SymQNet-MolOpt provides efficient, uncertainty-aware estimation of Hamiltonian parameters for 1D and 2D molecular models and ultimately much more efficient molecular optimization.
It is designed for sample-efficient optimization and reports confidence intervals for each parameter.

---

## Installation

```bash
pip install SymQNet-MolOpt
```

---

## Usage

### Core Command

```bash
SymQNet-MolOpt --hamiltonian input.json --output results.json
```

**Arguments:**

* `--hamiltonian`: Path to a JSON Hamiltonian (OpenFermion-like format).
* `--output`: File to save results (JSON).
* `--shots`: Number of measurement shots (default auto-scales).
* `--n-rollouts`: Number of independent rollouts (default: 5).
* `--max-steps`: Max optimization steps per rollout (default: 50).

---

## Examples

**Water Molecule (H₂O, 10 qubits)**

```bash
SymQNet-MolOpt --hamiltonian examples/H2O_10q.json --output h2o_results.json --shots 1024 --n-rollouts 5 --max-steps 50
```

**Ising Chain (12 qubits)**

```bash
SymQNet-MolOpt --hamiltonian examples/ising_12q.json --output ising_results.json --shots 1024
```
(You need to create your own JSON Hamiltonian.)

---

## Input Format

Hamiltonians are specified in JSON:

```json
{
  "format": "openfermion",
  "system": "H2O",
  "n_qubits": 10,
  "pauli_terms": [
    {"coefficient": -74.943, "pauli_string": "IIIIIIIIII"},
    {"coefficient": 0.342, "pauli_string": "IIIIIIIIIZ"}
  ]
}
```

---

## Output Format

Results include estimated parameters with uncertainties plus experiment/config metadata:

```json
{
  "symqnet_results": {
    "coupling_parameters": [
      {
        "index": 0,
        "mean": 0.2134,
        "confidence_interval": [0.2089, 0.2179],
        "uncertainty": 0.0045
      }
    ],
    "field_parameters": [...],
    "total_uncertainty": 0.0856,
    "avg_measurements_used": 512.0,
    "confidence_level": 0.95,
    "n_rollouts": 5
  },
  "hamiltonian_info": {
    "molecule": "H2O",
    "n_qubits": 10,
    "n_pauli_terms": 512,
    "format": "openfermion",
    "optimal_qubits": 10,
    "performance_optimal": true
  },
  "experimental_config": {
    "shots": 1024,
    "max_steps": 50,
    "n_rollouts": 5,
    "confidence": 0.95,
    "device": "cpu",
    "seed": 42
  },
  "metadata": {
    "generated_by": "Universal SymQNet Molecular Optimization CLI",
    "version": "2.0.12",
    "model_constraint": "Trained optimally for 10 qubits, supports any qubit count",
    "timestamp": "2024-01-01T00:00:00",
    "parameter_count": {
      "coupling": 9,
      "field": 10,
      "total": 19
    },
    "parameter_extraction_fixed": true
  },
  "performance_analysis": {
    "expected_performance": 1.0,
    "performance_level": "optimal",
    "optimal_qubits": 10,
    "universal_symqnet_version": "2.0.0"
  },
  "universal_wrapper": {
    "original_qubits": 12,
    "normalized_to": 10,
    "expected_performance": 0.85,
    "normalization_applied": true,
    "optimal_at": 10,
    "fixed_parameter_extraction": true
  },
  "validation": {
    "has_ground_truth": false
  }
}
```

---

## Metadata Slots (Policy Input)

The policy network conditions on a metadata vector with fixed slots.
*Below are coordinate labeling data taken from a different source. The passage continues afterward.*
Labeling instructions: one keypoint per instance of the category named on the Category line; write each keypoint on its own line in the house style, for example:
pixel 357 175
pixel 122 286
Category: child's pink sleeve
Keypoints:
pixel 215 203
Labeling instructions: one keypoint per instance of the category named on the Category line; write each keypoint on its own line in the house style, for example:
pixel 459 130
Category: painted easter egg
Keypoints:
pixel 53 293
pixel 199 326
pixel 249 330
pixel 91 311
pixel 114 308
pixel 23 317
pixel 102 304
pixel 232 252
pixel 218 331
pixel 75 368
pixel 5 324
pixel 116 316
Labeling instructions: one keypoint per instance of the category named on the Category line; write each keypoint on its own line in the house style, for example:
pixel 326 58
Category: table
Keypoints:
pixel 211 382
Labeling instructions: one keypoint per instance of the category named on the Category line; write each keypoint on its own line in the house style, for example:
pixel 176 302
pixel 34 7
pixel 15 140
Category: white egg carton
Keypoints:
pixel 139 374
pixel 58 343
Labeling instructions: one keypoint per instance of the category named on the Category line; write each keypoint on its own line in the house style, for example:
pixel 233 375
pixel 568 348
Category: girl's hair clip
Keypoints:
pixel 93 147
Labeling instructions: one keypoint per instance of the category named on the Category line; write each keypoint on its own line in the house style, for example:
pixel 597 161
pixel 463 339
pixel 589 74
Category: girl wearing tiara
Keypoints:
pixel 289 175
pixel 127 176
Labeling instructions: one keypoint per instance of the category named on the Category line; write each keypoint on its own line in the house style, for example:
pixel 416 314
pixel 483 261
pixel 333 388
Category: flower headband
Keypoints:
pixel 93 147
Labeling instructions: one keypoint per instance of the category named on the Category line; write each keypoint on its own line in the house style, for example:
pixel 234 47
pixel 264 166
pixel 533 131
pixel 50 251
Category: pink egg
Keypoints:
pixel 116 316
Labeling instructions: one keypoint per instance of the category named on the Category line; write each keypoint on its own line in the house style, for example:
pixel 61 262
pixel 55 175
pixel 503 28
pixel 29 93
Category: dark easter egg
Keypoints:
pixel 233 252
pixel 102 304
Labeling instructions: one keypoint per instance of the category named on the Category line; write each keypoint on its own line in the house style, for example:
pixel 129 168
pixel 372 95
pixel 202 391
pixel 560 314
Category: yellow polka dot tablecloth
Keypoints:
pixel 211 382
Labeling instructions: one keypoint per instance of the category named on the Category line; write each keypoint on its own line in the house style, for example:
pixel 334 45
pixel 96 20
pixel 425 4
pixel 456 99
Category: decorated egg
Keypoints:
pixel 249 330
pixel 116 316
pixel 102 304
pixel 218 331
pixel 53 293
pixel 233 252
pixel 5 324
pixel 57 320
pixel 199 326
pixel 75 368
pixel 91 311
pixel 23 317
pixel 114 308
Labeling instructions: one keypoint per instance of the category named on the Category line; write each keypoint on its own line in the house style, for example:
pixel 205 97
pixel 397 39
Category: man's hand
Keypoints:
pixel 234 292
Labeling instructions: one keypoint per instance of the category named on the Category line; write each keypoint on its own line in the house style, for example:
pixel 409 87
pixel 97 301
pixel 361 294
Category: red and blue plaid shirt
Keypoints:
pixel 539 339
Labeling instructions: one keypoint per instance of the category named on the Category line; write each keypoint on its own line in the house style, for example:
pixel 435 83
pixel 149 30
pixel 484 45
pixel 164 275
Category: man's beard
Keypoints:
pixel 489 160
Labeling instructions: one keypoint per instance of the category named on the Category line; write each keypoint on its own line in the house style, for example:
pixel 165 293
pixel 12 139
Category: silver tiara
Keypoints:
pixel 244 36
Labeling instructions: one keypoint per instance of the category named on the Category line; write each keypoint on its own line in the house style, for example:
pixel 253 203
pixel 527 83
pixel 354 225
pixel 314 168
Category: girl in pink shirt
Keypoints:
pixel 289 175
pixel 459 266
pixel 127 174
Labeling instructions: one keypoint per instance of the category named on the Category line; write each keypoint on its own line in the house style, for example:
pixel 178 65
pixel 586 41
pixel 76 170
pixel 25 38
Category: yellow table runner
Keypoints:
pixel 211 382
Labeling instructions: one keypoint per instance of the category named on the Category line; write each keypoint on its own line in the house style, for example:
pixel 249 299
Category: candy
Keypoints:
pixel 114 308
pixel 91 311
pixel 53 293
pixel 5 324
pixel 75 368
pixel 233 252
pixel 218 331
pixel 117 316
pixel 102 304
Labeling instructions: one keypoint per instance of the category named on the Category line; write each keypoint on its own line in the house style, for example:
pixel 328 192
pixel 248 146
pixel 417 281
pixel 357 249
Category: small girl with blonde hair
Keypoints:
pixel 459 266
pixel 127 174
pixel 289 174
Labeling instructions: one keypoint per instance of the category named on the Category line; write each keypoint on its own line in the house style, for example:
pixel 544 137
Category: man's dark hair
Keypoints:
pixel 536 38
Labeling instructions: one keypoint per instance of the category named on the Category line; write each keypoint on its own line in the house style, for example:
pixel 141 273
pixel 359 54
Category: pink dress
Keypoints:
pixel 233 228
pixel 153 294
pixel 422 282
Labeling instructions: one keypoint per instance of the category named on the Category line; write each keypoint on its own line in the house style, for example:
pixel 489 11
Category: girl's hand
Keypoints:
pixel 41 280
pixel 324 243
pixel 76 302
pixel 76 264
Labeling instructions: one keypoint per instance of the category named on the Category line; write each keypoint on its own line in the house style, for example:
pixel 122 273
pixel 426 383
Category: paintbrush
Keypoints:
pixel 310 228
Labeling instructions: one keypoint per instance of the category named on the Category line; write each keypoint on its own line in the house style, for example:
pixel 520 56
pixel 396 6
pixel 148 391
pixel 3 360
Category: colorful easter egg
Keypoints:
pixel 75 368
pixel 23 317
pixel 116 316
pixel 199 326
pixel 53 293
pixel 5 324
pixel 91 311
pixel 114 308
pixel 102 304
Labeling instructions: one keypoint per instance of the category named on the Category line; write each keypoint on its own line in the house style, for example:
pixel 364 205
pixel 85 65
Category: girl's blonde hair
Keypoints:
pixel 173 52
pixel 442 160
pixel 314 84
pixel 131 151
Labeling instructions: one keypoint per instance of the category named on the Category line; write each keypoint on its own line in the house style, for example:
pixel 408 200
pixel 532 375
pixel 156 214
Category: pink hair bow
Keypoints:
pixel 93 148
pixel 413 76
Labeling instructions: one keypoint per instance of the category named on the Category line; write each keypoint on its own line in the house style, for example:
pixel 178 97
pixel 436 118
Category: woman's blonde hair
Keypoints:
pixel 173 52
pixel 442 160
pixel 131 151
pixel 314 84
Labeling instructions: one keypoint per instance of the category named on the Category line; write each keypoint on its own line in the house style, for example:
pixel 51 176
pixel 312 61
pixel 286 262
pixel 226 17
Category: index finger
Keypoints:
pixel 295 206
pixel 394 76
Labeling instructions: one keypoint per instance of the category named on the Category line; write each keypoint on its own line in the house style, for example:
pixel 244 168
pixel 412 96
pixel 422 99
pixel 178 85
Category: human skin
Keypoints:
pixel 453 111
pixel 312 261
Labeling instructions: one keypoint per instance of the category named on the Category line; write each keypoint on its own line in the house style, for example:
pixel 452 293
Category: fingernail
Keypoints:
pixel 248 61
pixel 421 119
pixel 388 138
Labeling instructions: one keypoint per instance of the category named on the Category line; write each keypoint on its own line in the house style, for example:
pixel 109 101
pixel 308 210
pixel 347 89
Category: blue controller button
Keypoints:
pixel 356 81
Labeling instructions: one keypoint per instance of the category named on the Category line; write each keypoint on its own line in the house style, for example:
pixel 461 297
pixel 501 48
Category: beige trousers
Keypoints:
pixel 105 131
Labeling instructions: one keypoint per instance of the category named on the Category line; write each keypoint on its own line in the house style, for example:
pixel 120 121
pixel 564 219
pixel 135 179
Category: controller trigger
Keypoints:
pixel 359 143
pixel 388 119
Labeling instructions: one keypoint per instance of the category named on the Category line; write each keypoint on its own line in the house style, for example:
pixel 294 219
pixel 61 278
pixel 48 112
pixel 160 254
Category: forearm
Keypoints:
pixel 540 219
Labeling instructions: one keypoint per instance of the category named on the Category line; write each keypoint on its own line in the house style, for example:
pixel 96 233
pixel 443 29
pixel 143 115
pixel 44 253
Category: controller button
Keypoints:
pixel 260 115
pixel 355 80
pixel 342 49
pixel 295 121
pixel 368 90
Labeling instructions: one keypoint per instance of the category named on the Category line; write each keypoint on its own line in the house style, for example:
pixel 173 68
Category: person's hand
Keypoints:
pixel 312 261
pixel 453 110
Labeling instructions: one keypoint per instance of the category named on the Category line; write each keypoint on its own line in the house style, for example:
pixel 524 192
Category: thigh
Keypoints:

The layout is defined in the
architecture contract document: [ARCHITECTURE_CONTRACT.md](ARCHITECTURE_CONTRACT.md).

**Slot layout (see `MetadataLayout`):**

1. **Qubit selection (one-hot):** `n_qubits` slots.
2. **Measurement basis (one-hot):** 3 slots for X/Y/Z.
3. **Evolution time (one-hot):** `M_evo` slots.
4. **Shot budget slot:** single slot used only when `shots_encoding` is enabled in the checkpoint.
5. **Posterior mean (θ):** `2 * n_qubits - 1` slots.
6. **Posterior covariance features:** `theta_dim + 8` slots.
7. **Posterior Fisher diagonal:** `theta_dim` slots.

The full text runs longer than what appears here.